Fotoğraflar ve daha küçük ölçekli kayıtların—yine modern görünümlü basit krokiler ve çalakalem çizimler—metine eşlik etmesi ve çizimlerin ayrı bir ciltte toplanması belgeleme yönteminin yansıması gibi görünüyor: çizimler bir zemin planı, aynı levhada bir araya getirilen elevasyon, kesit ve dekoratif öğe çizimlerine dayanıyor.
École Pratique des Hautes-Études’ün (EPHE) Hristiyan ve Bizans Koleksiyonu’ndaki geniş grup Stoudios Manastırı, Sergios ve Bakhos (Küçük Ayasofya) ve Aya İrini, Kilise Camii, Fenari İsa Camii ve Eski İmaret Camii’ne ait bazı çizimlerden oluşuyor. Diğer yedi kilisenin çizimleri (Koca Mustafa Paşa Camii, Kalenderhane, Gül Camii, Atik Mustafa Paşa Camii, Bodrum Camii, Zeyrek Camii ve Pammakaristos) ise yoktur. Koleksiyonda fotoğraflar ya da yayında kullanılmış diğer ögeler mevcut değildir.

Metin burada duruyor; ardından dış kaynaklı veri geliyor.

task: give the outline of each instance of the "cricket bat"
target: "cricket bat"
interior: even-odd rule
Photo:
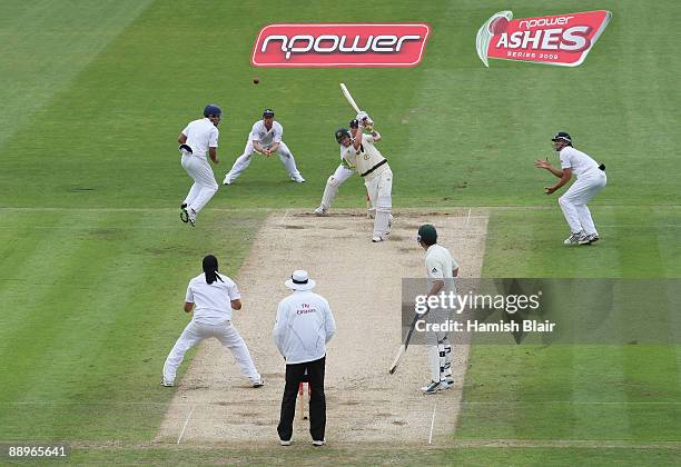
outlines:
[[[414,334],[416,321],[418,321],[418,318],[421,317],[422,315],[418,315],[418,314],[414,315],[414,319],[412,320],[412,325],[409,326],[409,331],[407,332],[407,337],[406,339],[404,339],[404,344],[399,346],[399,350],[397,351],[397,356],[395,356],[395,359],[393,360],[393,365],[391,365],[391,369],[388,370],[388,374],[393,375],[397,370],[397,365],[399,365],[399,360],[402,359],[402,356],[404,355],[404,352],[406,352],[406,349],[409,346],[409,340],[412,340],[412,334]]]
[[[359,107],[357,106],[357,102],[355,102],[355,99],[353,99],[353,95],[349,93],[349,91],[347,90],[347,86],[345,86],[344,82],[340,83],[340,90],[343,91],[343,96],[345,96],[345,99],[347,99],[347,102],[351,105],[351,107],[355,109],[355,112],[359,113]]]

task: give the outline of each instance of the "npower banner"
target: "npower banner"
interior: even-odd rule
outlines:
[[[477,31],[477,56],[485,67],[488,59],[576,67],[611,17],[599,10],[514,20],[511,11],[500,11]]]
[[[427,23],[268,24],[256,38],[254,67],[414,67]]]

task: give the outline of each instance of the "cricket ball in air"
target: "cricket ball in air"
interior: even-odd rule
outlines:
[[[492,32],[493,34],[502,34],[506,32],[506,29],[509,29],[509,22],[510,21],[506,17],[495,18],[490,23],[490,32]]]

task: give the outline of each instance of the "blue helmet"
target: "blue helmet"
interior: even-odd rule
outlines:
[[[223,109],[220,109],[214,103],[209,103],[208,106],[204,107],[204,117],[208,117],[208,116],[221,117]]]

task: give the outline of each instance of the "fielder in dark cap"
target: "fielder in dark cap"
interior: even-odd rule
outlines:
[[[425,267],[428,297],[441,292],[455,291],[454,278],[458,276],[458,265],[450,250],[437,245],[437,230],[430,223],[418,228],[418,245],[426,250]],[[444,322],[451,310],[431,308],[428,322]],[[431,382],[421,388],[424,394],[434,394],[454,385],[452,375],[452,345],[446,332],[427,332],[426,346]]]
[[[574,149],[572,137],[565,131],[555,133],[551,141],[553,149],[559,153],[561,167],[553,167],[547,159],[534,162],[534,167],[545,169],[559,178],[554,186],[544,187],[546,195],[566,185],[573,175],[576,177],[576,181],[559,198],[559,205],[570,226],[570,236],[563,244],[569,246],[593,244],[600,239],[600,235],[586,203],[608,183],[605,166],[599,165],[586,153]]]
[[[214,163],[220,162],[217,157],[220,132],[217,127],[221,118],[223,109],[209,103],[204,107],[204,118],[189,122],[177,138],[182,155],[182,168],[194,180],[191,189],[180,203],[180,219],[182,222],[190,222],[193,227],[196,225],[196,215],[218,190],[206,153]]]
[[[265,109],[263,111],[263,119],[253,125],[244,153],[237,158],[231,170],[225,175],[223,183],[231,185],[248,168],[250,158],[256,152],[267,158],[276,152],[284,167],[286,167],[288,177],[297,183],[303,183],[305,179],[298,171],[296,159],[288,149],[288,146],[282,141],[283,135],[284,127],[274,119],[274,110]]]

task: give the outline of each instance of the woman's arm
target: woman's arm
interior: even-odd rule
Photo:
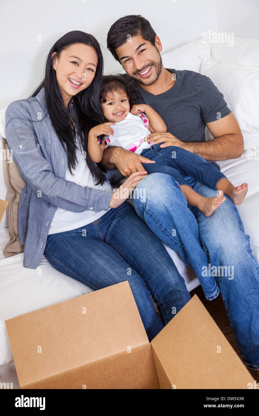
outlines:
[[[5,122],[9,150],[12,150],[22,179],[37,196],[73,212],[82,212],[90,208],[96,212],[108,210],[112,193],[81,186],[54,174],[52,165],[44,157],[30,113],[20,102],[8,106]]]
[[[162,117],[155,111],[152,107],[146,104],[136,104],[132,106],[131,110],[132,114],[137,114],[140,113],[145,113],[149,119],[148,130],[151,133],[159,131],[165,132],[167,131],[165,123]]]

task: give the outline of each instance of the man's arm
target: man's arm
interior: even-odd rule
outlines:
[[[213,140],[183,143],[181,147],[208,160],[217,161],[239,157],[244,150],[244,140],[236,118],[231,113],[220,120],[206,123]]]
[[[117,168],[123,176],[128,177],[135,172],[145,170],[141,163],[155,163],[155,162],[134,152],[126,150],[122,147],[108,146],[104,149],[101,163],[106,169]]]
[[[235,159],[241,156],[244,149],[243,136],[237,119],[232,113],[206,124],[215,138],[210,141],[181,141],[169,133],[153,133],[147,140],[152,144],[163,143],[160,147],[178,146],[207,160],[215,161]]]

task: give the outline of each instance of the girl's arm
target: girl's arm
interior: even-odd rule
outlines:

Bu çizimlerin EPHE’ye teslim edilme koşulları muğlak ve dokümantasyonun geri kalanının akıbeti bilinmiyor olsa da, sergide yer alan orijinal belgeler maddi niteliklerini gözler önüne seriyor: Orijinal boyutları ve dokuları―gravür ya da helyogravür baskılarında düzleştirilmiş olmakla birlikte büyük formattalar ve niteliklerini koruyorlar―, “zamanın hasarlarına” rağmen hacimleri ve ışıkla canlanan alanları kayda değer bir titizlikle gösteriyorlar.
EPHE’nin Hristiyan ve Bizans Koleksiyonu’ndaki çizimler bu tarihi yayının levhalarının yer aldığı cilde eşi bir canlılık getiriyor, ayrıca metindeki 123 resimle (her türlü tekniği içeren) ve bölüm sonlarındaki numaralandırılmamış levhalarla yeniden keşfedilen bu yapılara yönelmiş o kişisel, modern bakışın duyarlılığına tanıklık ediyorlar.
Ioanna Rapti, Directeur d’études, Section des Sciences Religieuses, École Pratique des Hautes-Études (EPHE)
*Bu yazı, İstanbul’dan Bizans’a: Yeniden Keşfin Yolları, 1800–1955 sergisi kataloğunda yer almaktadır.